For Putin, too, the visit is an opportunity to send a signal, or a threat, that Russia is not alone.

“Putin is highlighting that Russia has friends – and is propagating the idea that the war is not winnable for Ukraine because Russia will not run out of weapons,” said John Erath, senior policy director for the Center for Arms Control and Non-Proliferation non-profit in Washington.

The Russian leader may also see the relationship with Kim as a way to raise the specter of nuclear war, exploiting “US and South Korean concerns about North Korea,” so that “Ukraine’s friends will compel it to seek a negotiated ‘solution’ on Russia’s terms,” Erath added.
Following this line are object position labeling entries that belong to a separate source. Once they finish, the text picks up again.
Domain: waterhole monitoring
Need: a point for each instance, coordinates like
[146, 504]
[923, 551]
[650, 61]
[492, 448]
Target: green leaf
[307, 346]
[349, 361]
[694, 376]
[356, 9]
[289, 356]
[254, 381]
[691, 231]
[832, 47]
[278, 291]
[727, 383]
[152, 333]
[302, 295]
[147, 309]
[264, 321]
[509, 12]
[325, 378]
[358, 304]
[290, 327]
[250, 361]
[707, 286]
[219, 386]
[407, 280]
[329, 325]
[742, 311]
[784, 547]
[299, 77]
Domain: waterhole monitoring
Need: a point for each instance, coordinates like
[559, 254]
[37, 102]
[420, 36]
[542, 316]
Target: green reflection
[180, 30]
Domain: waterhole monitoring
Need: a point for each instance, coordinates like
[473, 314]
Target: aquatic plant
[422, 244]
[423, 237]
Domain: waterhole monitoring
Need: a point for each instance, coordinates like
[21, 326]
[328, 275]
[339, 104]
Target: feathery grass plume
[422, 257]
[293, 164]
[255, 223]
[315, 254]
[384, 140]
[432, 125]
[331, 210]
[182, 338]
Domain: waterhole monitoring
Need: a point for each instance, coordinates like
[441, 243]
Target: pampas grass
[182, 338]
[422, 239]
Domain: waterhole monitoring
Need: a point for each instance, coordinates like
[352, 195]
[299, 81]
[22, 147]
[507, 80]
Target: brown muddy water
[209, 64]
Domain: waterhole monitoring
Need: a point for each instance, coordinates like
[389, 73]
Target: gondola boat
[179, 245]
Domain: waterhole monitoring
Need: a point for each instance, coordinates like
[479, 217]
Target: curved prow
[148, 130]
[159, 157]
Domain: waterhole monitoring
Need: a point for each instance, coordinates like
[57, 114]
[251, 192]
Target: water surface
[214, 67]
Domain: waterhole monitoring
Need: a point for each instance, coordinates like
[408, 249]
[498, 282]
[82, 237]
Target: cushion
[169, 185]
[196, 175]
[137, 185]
Putin laid out his peace conditions on Friday ahead of a Ukraine-backed international peace summit over the weekend that Russia did not attend. They included the withdrawal of Ukrainian troops from four partially occupied regions – a position seen as nonstarter by Kyiv and its allies.

And in his letter published in North Korea state media ahead of the visit, Putin framed the two countries as both facing down what he called US efforts to impose a “neocolonialist dictatorship” over the world.

Observers agree that Putin is unlikely at this point to directly help North Korea’s nuclear program, as neither Putin nor his close partner Xi want to see nuclear confrontation in the region.

But it’s also become clear that growing North Korea-Russia ties, as well as the widening chasm between Russia, China and the West, is impacting international efforts to control North Korea’s weapons program.

Russia in March vetoed a UN resolution to renew an independent panel of experts investigating the country’s violations of Security Council sanctions. China abstained from the vote.

Both countries in recent years have blocked movement in the council related to North Korea as they grew skeptical of US-backed sanctions.

Deepening divisions today contrast collaboration in recent decades between Russia, China and the US, according to former US Ambassador to Russia and National Security Council official Michael McFaul.

He pointed to his experiences during the former US President Barack Obama administration working on nonproliferation efforts related to North Korea and Iran.

“(Then) we were cooperating with the Russians on both of these fronts … we were meeting, we had the same objectives … and the Chinese were with us on lockstep on both of those accounts,” McFaul said in a podcast last month hosted by the Center for Strategic and International Studies think tank.

“Now look at where we’re at today, completely the opposite … we’re not cooperating at all on either of those accounts … that is a brand-new world and a tragic world.”